I think the principle is that nothing to speak of is taken out, they just bust the glaze.

When you think that half a mm is a rebore, it's a pretty small amount whichever way round.

Sometimes my mind boggles at the smallness of these measurements!! :eek:
 
rehone or glaze bust has to be done so its actually made a new surface ,and 1 thou or a little more off bore to make a good surface is better than less with poor cross hatch sat on glazed surface ,personally im not a fan of glaze bust especially if theres any wear on thrust side of bore bores dont wear all the way round and prefer rebore +20 ,with bores bored 1-2 thou under piston clearance size and honed out to size which wont be exactly +20 as pistons can vary several thou in size between batches so you need to measure each one to ensure there the same before having it bored ,3.5s dont have liner issues ,cranks unless knackered benefit by having a little polished off to give good new surface will take off not to heavy scratches and water marks etc
 
rehone or glaze bust has to be done so its actually made a new surface ,and 1 thou or a little more off bore to make a good surface is better than less with poor cross hatch sat on glazed surface ,personally im not a fan of glaze bust especially if theres any wear on thrust side of bore bores dont wear all the way round and prefer rebore +20 ,with bores bored 1-2 thou under piston clearance size and honed out to size which wont be exactly +20 as pistons can vary several thou in size between batches so you need to measure each one to ensure there the same before having it bored ,3.5s dont have liner issues ,cranks unless knackered benefit by having a little polished off to give good new surface will take off not to heavy scratches and water marks etc

ok so i suppose it comes down to how much thrust side is worn to whether its worth a hone or a bore, but your right, an oval bore isn't much use!
 
I agree it sounds a lot but the dipping will get all the crud and muck from the oil and waterways.
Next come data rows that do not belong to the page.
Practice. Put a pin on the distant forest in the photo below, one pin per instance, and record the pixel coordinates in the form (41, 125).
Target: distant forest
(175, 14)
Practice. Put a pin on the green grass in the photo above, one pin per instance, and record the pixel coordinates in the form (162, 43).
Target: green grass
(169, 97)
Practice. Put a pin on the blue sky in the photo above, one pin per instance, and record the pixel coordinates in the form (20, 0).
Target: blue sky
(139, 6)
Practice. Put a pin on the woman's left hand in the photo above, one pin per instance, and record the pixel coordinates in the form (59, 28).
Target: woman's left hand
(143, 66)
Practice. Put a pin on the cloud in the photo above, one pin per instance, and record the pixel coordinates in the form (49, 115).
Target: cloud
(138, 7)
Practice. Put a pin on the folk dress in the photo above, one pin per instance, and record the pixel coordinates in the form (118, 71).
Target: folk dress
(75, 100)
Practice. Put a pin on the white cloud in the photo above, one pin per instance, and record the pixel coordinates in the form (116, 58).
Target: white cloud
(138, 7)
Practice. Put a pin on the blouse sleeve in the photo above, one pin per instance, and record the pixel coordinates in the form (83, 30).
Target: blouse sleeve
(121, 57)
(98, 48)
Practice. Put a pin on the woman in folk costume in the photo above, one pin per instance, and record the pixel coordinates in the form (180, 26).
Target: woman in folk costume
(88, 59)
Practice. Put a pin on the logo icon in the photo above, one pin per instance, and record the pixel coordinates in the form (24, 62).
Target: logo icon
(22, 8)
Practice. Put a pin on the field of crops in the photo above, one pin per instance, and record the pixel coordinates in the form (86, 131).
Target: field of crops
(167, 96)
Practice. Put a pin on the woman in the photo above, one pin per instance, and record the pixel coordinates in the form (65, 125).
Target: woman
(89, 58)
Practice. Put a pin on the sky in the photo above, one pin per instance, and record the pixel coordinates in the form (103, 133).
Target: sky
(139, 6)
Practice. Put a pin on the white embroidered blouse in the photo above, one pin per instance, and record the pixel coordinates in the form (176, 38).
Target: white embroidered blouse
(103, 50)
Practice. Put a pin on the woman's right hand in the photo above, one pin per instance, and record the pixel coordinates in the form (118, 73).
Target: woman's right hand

Places I doubt you'll get to by cleaning alone.

After that mileage there is bound to be wear isn't there? 0.020 over and you've effectively got a new block in that respect. You can balance the pistons pins and rods too!!
 
I would go for cleaning definitely. It's a no brainer.

The rest is up to you, as we all know I am running a bodged block at the moment and although it seems perfect, how long will it last and could it have been better?? :D
 
Jonny, you are definitely too keen! BUT when I'm building a high-rev motor for my tvr (which I don't own yet by the way!) you will be the man I contact! :D
 
You think I'm bad...

Valve to Piston Clearance? - RV8

To be fair I can't really comment on the bottom end too much as the machining on my 3.5 was prohibitively expensive and I ended up buying a reconditioned 3.9 block for £900 with oversized pistons and a reground crank. The block is still sitting there for when I run out of projects though / a liner slips on my new block!